The action of the retired judges drew the praises of some senior lawyers, including Chief Mike Ozekhome, SAN, Yusuf Ali, SAN, Femi Falana, SAN, and others, who commended them for using the instrumentality of the law to fight their cause. Of the 32 retired judges, 13 of them are dead, while 19 are still alive, including five former chief judges.
The former retired chief judges are G.U. Ononiba, C.J. Okoli, Nri-Ezedi, E.A. Nzegwu, and P.A.C Obidigwe, who are members of the Association of Retired Judges of Anambra State.
Part of the suit reads: “You are hereby commanded that within fourteen days after the service of this complaint on you, inclusive of the day of such service, you do cause an appearance to be entered for you in an action at the suit of HON. JUSTICE G.U. ONONIBA C.J. (Rtd) & 31 Ors, and take note that in default of your so doing, the claimants may proceed therein, and judgement may be given in your absence.”
The claimants are praying the court for: “A declaration that each of the 1st-19th claimants and each of the estates of the 20th to 2nd claimants are entitled to be paid severance gratuities based on 300% of each claimant’s annual basic salary while in active service.

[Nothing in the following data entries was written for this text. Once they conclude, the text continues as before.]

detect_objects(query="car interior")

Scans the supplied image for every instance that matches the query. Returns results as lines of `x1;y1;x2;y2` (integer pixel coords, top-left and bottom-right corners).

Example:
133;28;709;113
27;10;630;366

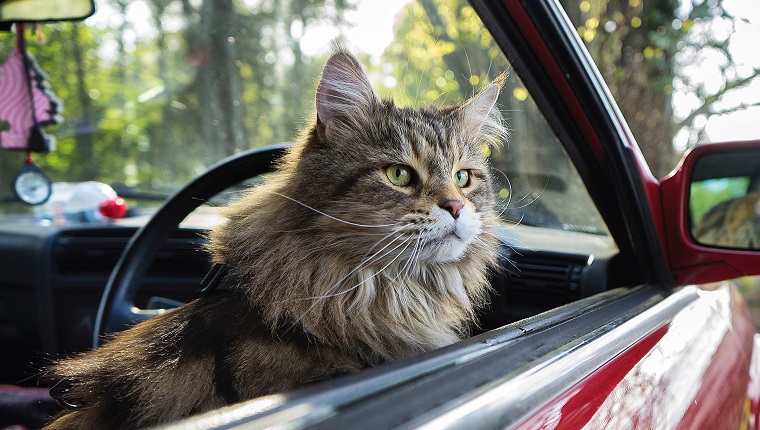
0;0;660;426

“A declaration that each of the 1st to 19th claimants and each of the estates of the 20th to 32nd claimants are entitled to be paid housing allowances per annum and in the tune of 200% of each claimant’s annual basic salary.
“A declaration that the 1st defendant does not have the power to amend, alter or vary the provisions of an Act of the National Assembly and in particular the “certain political, public and judicial office holders (salaries and allowances, etc) (Amendment) Act No. 1 of 2008 which took effect from 1st February, 2007.
“A declaration that each of the 1st – 19th claimants and each of estates of the 20th to 32nd claimants is entitled to an upward review of each of the claimant’s pension in line with Section 210(3) of the constitution of the Federal Republic of Nigeria.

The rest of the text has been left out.